Penguin Clássicos, 2025. Tradução de Isabel Castro Silva
Uma das razões, talvez a mais importante mas não única, que me leva a ler Virginia Woolf é a sua escrita. Embora este livro tenha sido a compilação e adaptação de uma conferência de dois dias, em Londres, no ano de 1928, a fluidez do discurso é notável, tal como a inteligência viva dos argumentos que Virginia Woolf utiliza para desmontar uma sociedade patriarcal e catedrática, não completamente diferente dos dias de hoje. O que nos deve preocupar é a actualidade do que ali se afirma e da misoginia que entretanto voltou todas as suas armas, antes escondidas, para um chamado «anti-wokismo» (não gosto da expressão ''woke'') cuja pretensa crítica mais não é do que a tentativa de travar qualquer superação das liberdades conquistadas, séculos fora. Ela dá exemplos dramáticos dos ataques de que eram objecto não só as mulheres, mas igualmente tudo o que não fosse branco, homem e cristão. A poesia e a literatura, tal como nos dias de hoje, também sentiram estas ondas de ódio. E tomar conhecimento das propostas apresentadas pelos seus defensores não deixa de ser uma viagem ao pior dos pesadelos.
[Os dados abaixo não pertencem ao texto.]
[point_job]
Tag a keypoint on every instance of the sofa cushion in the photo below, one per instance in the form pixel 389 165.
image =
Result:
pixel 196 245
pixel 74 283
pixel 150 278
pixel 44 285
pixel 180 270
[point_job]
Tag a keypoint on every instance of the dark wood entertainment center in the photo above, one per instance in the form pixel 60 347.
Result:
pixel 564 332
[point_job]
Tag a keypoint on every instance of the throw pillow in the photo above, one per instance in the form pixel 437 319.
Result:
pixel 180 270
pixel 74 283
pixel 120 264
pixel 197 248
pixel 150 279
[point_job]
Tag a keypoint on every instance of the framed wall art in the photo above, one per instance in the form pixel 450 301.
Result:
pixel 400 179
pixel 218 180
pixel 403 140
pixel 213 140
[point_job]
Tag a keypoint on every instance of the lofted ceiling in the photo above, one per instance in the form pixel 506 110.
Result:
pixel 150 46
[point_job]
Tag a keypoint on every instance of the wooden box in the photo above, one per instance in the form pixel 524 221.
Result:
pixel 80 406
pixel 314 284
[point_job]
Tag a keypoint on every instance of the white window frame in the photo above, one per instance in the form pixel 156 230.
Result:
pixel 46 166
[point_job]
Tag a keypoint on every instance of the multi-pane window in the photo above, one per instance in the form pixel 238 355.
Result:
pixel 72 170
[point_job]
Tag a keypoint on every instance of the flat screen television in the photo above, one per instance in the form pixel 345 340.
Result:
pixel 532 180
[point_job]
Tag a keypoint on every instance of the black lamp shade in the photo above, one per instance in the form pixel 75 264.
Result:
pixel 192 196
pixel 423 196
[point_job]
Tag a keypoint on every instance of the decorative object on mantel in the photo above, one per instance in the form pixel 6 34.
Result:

«Um Quarto só Seu» não é somente uma vindicação feminista. É muito mais do que isso: é uma lição sobre a seriedade que devemos à literatura. É uma aula extraordinária aos leitores (escrevo isto quando se divulga, publicamente, que 53% dos portugueses não leram um só livro em 2024!!) e uma resenha sobre a necessidade de circunspecção e recolhimento para quem escreve, coisa que para as mulheres era, tão-só, impossível de satisfazer, isto pelo menos até ao século XIX. O facto de Virginia Woolf o fazer, uma coisa aparentemente simples como escrever, era porque uma sua tia, ao cair de um cavalo e morrendo em virtude (!) da queda, lhe deixou 500 libras por mês até ao fim dos seus dias. E não era casada, nem tinha filhos, tendo o privilégio de um quarto sossegado para a escrita e não a sala de visitas ou de estar de uma casa. Percebemos, no final desta leitura extraordinária, que não é de somenos. E ela dá exemplos concretos em frases interrompidas em Charlotte Brontë, em «Jane Eyre», com a desenvoltura literária, ainda que escondida dos seus amigos e familiares, de uma Jane Austen. Já para não falar da proibição de mulheres entrarem em bibliotecas públicas para pesquisarem o que bem entendessem, sem serem acompanhadas por mestres ou professores, como aconteceu a Woolf em Oxbridge [cidade universitária imaginada, mas seria a junção de Oxford com Cambridge].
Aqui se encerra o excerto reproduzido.